Zhengbing Hu

Work place: School of Computer Science, Hubei University of Technology, Wuhan, 430079, China

E-mail: hzb@mail.ccnu.edu.cn

Website: https://orcid.org/0000-0002-6140-3351

Research Interests:

Biography

Zhengbing Hu, Prof., Deputy Director, International Center of Informatics and Computer Science, Faculty of Applied Mathematics, National Technical University of Ukraine “Kyiv Polytechnic Institute”, Ukraine. Adjunct Professor, School of Computer Science, Hubei University of Technology, China. Visiting Prof., DSc Candidate in National Aviation University (Ukraine) from 2019. Major research interests: computer science and technology applications, artificial intelligence, network security, communications, data processing, cloud computing, education technology.

Author Articles
Intelligent Load Balancing Framework for Distributed Big Data Processing System

By Ivan Dychka Liubov Oleshchenko Dmytro Vovchenko Zhengbing Hu

DOI: https://doi.org/10.5815/ijwmt.2026.03.05, Pub. Date: 8 Jun. 2026

This paper proposes an intelligent load balancing framework for distributed big data processing systems that integrates machine learning techniques with adaptive weight-based decision mechanisms. The study addresses limitations of traditional static load balancing methods, which do not account for dynamic workload variations and heterogeneous request characteristics, leading to inefficient resource utilization and bottlenecks in multi-node environments. The proposed approach combines an online learning model for real-time estimation of request complexity with multi-parameter evaluation of node states, including CPU utilization, memory consumption, queue length, response latency, and cache efficiency.

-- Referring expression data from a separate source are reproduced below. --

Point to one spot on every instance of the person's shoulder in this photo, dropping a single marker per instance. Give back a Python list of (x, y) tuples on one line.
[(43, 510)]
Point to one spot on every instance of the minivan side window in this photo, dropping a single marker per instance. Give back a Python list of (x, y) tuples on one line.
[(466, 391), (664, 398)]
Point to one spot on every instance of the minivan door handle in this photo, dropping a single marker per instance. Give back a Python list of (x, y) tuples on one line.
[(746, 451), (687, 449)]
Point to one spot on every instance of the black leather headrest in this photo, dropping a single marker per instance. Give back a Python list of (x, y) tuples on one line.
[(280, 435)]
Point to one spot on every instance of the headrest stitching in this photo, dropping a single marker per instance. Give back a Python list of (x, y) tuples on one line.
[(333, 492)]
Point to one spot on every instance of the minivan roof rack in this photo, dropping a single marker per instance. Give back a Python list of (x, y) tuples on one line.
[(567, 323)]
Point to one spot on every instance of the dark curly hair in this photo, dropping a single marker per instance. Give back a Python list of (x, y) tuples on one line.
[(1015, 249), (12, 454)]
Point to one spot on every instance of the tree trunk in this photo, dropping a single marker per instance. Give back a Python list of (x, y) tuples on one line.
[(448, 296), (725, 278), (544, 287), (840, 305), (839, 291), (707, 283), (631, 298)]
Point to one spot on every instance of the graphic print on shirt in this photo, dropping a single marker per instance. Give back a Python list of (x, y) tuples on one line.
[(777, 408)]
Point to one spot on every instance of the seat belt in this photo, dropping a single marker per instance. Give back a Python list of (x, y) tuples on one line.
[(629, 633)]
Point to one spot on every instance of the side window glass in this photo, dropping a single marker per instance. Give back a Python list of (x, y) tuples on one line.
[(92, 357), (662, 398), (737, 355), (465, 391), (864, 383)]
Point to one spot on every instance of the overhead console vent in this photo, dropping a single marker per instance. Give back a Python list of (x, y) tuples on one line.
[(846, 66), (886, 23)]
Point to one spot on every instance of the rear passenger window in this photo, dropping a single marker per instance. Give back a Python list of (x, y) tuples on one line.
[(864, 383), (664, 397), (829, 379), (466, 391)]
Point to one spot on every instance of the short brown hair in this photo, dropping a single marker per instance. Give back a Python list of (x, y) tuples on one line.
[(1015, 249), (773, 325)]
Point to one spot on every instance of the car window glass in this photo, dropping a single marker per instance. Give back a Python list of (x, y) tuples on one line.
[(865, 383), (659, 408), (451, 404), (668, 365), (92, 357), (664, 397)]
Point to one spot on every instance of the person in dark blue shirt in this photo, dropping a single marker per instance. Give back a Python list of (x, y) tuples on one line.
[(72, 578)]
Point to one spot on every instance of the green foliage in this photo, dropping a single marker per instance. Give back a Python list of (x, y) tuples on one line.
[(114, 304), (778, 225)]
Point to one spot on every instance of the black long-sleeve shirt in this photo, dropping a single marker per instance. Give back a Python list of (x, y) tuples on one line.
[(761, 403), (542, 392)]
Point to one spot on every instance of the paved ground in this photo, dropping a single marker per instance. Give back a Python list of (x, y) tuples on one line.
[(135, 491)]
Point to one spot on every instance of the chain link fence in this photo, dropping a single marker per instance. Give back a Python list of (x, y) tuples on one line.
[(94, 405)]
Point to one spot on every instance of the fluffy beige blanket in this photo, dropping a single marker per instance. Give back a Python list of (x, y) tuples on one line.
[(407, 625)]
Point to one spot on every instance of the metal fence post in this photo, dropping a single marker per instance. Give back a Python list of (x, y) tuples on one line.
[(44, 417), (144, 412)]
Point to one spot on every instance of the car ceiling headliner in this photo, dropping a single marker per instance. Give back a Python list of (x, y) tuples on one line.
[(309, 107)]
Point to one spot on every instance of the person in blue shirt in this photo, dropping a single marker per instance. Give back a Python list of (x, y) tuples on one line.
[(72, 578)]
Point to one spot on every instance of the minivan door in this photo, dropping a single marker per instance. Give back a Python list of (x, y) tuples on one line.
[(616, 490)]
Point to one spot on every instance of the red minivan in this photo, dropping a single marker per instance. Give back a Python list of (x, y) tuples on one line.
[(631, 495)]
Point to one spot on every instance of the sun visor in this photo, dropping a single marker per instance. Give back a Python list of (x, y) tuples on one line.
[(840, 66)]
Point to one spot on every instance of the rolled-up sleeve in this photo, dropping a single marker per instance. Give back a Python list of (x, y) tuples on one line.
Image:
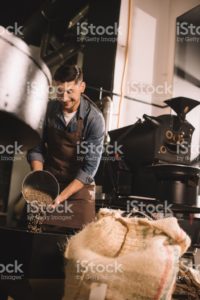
[(94, 147), (38, 152)]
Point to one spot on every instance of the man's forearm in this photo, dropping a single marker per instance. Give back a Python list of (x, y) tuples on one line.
[(36, 165), (72, 188)]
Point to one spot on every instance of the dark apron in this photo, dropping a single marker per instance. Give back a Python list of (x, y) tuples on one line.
[(61, 160)]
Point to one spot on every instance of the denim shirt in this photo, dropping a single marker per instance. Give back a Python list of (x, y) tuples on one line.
[(93, 136)]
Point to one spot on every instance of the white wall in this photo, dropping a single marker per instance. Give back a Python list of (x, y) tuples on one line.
[(151, 52)]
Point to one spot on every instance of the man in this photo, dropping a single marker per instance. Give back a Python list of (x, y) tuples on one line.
[(72, 121)]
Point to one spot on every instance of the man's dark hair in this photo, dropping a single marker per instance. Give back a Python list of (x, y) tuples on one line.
[(68, 73)]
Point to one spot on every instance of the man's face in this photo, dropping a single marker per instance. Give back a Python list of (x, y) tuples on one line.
[(69, 93)]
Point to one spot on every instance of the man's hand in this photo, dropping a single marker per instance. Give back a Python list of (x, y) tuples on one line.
[(71, 189), (57, 201)]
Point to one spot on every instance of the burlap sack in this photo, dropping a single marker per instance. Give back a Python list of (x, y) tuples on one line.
[(124, 258)]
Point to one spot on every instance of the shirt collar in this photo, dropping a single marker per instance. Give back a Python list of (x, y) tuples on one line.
[(83, 108)]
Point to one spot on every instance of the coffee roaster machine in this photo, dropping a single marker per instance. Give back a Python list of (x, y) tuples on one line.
[(153, 166)]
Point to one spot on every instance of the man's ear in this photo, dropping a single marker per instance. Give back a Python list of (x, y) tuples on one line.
[(82, 86)]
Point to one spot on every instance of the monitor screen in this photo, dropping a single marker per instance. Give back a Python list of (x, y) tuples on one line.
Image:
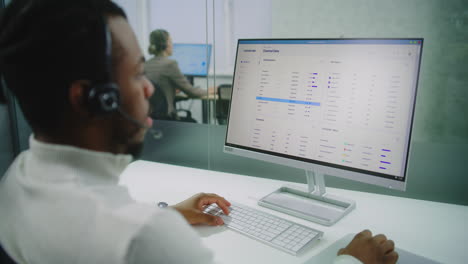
[(193, 59), (346, 104)]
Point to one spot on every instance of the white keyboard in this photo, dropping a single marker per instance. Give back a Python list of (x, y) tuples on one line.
[(269, 229)]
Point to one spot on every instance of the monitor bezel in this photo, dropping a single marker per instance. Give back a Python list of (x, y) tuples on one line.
[(366, 176)]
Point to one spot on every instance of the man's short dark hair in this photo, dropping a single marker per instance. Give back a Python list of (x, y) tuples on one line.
[(46, 45)]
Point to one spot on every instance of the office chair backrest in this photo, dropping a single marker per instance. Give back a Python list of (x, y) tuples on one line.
[(159, 106), (5, 258)]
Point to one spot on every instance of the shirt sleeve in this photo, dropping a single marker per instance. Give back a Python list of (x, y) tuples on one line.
[(180, 82), (346, 259), (167, 238)]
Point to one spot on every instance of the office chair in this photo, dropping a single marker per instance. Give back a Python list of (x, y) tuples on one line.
[(159, 107), (222, 105), (5, 258)]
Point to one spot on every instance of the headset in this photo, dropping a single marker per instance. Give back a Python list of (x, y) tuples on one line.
[(103, 98)]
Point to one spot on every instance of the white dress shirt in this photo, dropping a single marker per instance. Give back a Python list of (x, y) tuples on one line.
[(62, 204)]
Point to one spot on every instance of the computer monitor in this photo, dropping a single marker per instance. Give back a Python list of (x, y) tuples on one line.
[(193, 59), (340, 107)]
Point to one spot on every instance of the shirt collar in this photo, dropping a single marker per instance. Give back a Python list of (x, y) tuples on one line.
[(94, 165)]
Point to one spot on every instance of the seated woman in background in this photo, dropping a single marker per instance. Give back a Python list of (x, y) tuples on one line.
[(166, 73)]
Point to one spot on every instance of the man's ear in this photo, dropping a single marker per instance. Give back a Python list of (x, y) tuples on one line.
[(77, 95)]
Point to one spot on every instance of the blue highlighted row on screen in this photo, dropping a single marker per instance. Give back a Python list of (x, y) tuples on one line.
[(289, 101)]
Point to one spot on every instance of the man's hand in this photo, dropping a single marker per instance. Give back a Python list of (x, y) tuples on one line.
[(371, 250), (192, 209)]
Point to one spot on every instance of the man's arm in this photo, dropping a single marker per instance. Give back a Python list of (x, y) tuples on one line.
[(167, 238), (368, 249)]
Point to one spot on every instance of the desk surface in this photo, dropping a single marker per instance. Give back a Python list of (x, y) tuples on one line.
[(436, 230)]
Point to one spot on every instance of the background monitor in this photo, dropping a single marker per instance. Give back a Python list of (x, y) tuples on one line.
[(341, 107), (193, 59)]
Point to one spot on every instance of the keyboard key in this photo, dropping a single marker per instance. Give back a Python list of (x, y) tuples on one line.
[(271, 230)]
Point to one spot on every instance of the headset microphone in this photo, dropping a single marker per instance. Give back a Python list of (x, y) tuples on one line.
[(157, 134)]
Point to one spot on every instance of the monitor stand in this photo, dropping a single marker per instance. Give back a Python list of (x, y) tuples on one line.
[(314, 204)]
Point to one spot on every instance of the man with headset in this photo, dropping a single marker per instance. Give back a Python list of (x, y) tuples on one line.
[(77, 71)]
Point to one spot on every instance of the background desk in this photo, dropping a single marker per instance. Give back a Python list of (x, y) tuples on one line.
[(208, 115), (436, 230)]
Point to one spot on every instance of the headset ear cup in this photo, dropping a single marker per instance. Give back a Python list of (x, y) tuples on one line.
[(104, 98)]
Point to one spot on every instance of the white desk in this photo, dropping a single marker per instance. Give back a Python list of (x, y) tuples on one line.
[(435, 230)]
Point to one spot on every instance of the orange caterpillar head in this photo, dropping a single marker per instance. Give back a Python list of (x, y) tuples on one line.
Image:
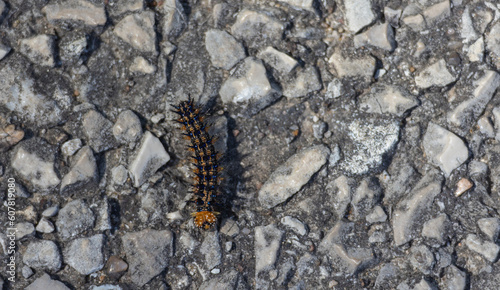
[(205, 219)]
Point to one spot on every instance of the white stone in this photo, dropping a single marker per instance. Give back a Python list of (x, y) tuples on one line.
[(289, 178), (435, 74), (141, 65), (349, 67), (224, 50), (278, 60), (76, 10), (444, 149), (39, 49), (381, 36), (138, 31), (358, 14), (150, 156)]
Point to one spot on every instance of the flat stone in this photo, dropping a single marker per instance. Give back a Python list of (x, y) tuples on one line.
[(358, 14), (76, 10), (487, 249), (211, 249), (42, 255), (249, 84), (45, 282), (34, 161), (83, 174), (39, 49), (380, 36), (74, 218), (444, 149), (409, 211), (362, 67), (256, 28), (147, 257), (435, 74), (490, 227), (174, 17), (371, 141), (85, 255), (305, 81), (127, 127), (281, 62), (470, 109), (149, 157), (138, 31), (387, 99), (98, 131), (437, 12), (267, 245), (289, 178), (224, 50)]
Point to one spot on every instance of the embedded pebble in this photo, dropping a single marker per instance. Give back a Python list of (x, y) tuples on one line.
[(74, 218), (42, 255), (147, 257), (83, 172), (127, 127), (224, 50), (149, 157), (267, 246), (85, 255), (444, 149), (76, 10), (287, 179), (435, 74)]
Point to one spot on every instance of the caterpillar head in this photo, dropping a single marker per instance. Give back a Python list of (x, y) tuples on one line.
[(205, 219)]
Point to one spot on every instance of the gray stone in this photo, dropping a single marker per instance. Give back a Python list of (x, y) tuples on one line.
[(422, 259), (267, 245), (372, 140), (98, 131), (435, 74), (45, 282), (149, 157), (409, 211), (85, 255), (487, 249), (39, 49), (362, 67), (76, 10), (304, 81), (256, 28), (211, 249), (470, 109), (74, 218), (281, 62), (289, 178), (34, 161), (295, 224), (127, 127), (138, 31), (436, 228), (380, 36), (224, 50), (70, 147), (490, 227), (42, 255), (83, 173), (147, 257), (249, 84), (45, 226), (453, 279), (358, 14), (444, 149), (387, 99)]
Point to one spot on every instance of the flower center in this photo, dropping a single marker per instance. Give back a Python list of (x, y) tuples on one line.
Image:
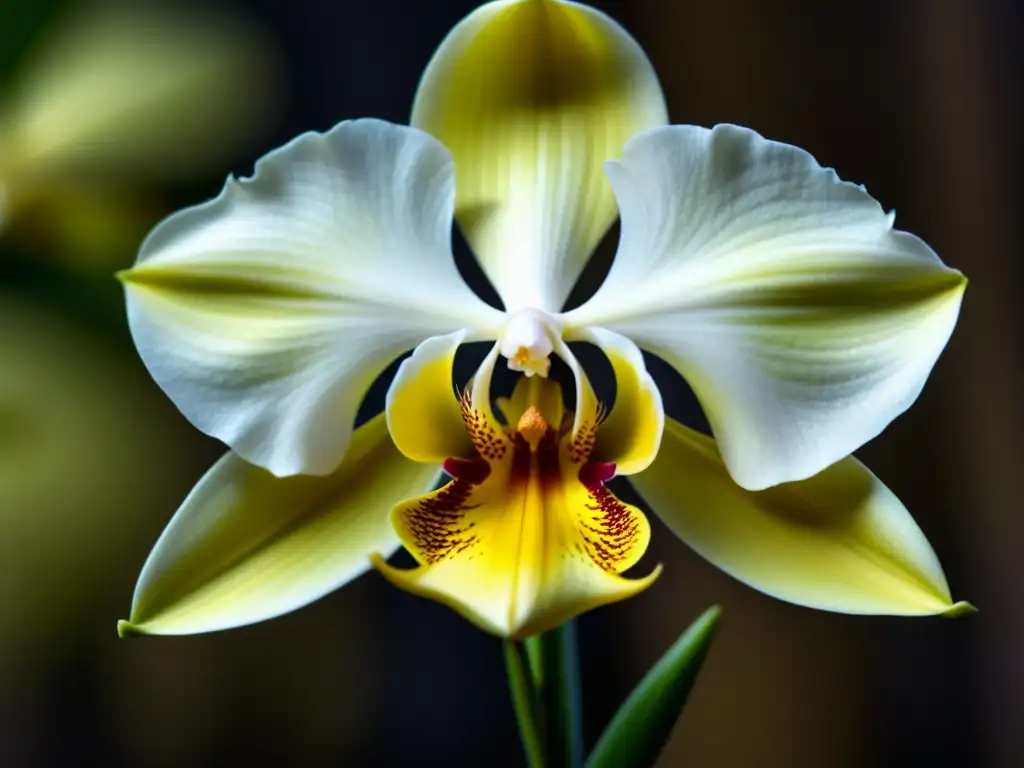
[(526, 341)]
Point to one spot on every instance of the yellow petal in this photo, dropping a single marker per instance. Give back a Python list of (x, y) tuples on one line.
[(840, 541), (247, 546), (531, 96), (519, 557), (526, 536)]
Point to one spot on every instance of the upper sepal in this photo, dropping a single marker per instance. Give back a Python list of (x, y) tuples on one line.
[(531, 96)]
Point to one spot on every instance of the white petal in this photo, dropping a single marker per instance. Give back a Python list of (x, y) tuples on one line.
[(531, 97), (247, 546), (267, 312), (803, 321)]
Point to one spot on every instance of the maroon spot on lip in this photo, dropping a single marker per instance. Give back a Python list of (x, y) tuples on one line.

A dynamic weighting strategy is used to construct an integrated load indicator for adaptive request distribution across nodes. The framework is deployed within a multi-layer distributed architecture consisting of clustered application servers, distributed databases, caching subsystems, and monitoring components, ensuring scalable and fault-tolerant processing. For evaluation, a three-node simulation environment was used with 10,000 heterogeneous requests, followed by extended testing on semi-realistic workload traces derived from web traffic patterns and database query logs. The dataset included over 1.2 million requests, capturing bursty arrivals, skewed distributions, and heterogeneous complexity. Experimental results show that the proposed method improves load distribution uniformity to 6%, reduces average response time to 210 ms, and increases throughput up to 13,800 requests per second. Statistical validation using confidence intervals and hypothesis testing confirms a 47% (±3.2% at 95% confidence level) reduction in mean response time and throughput improvement up to 14,200 requests per second under realistic workloads.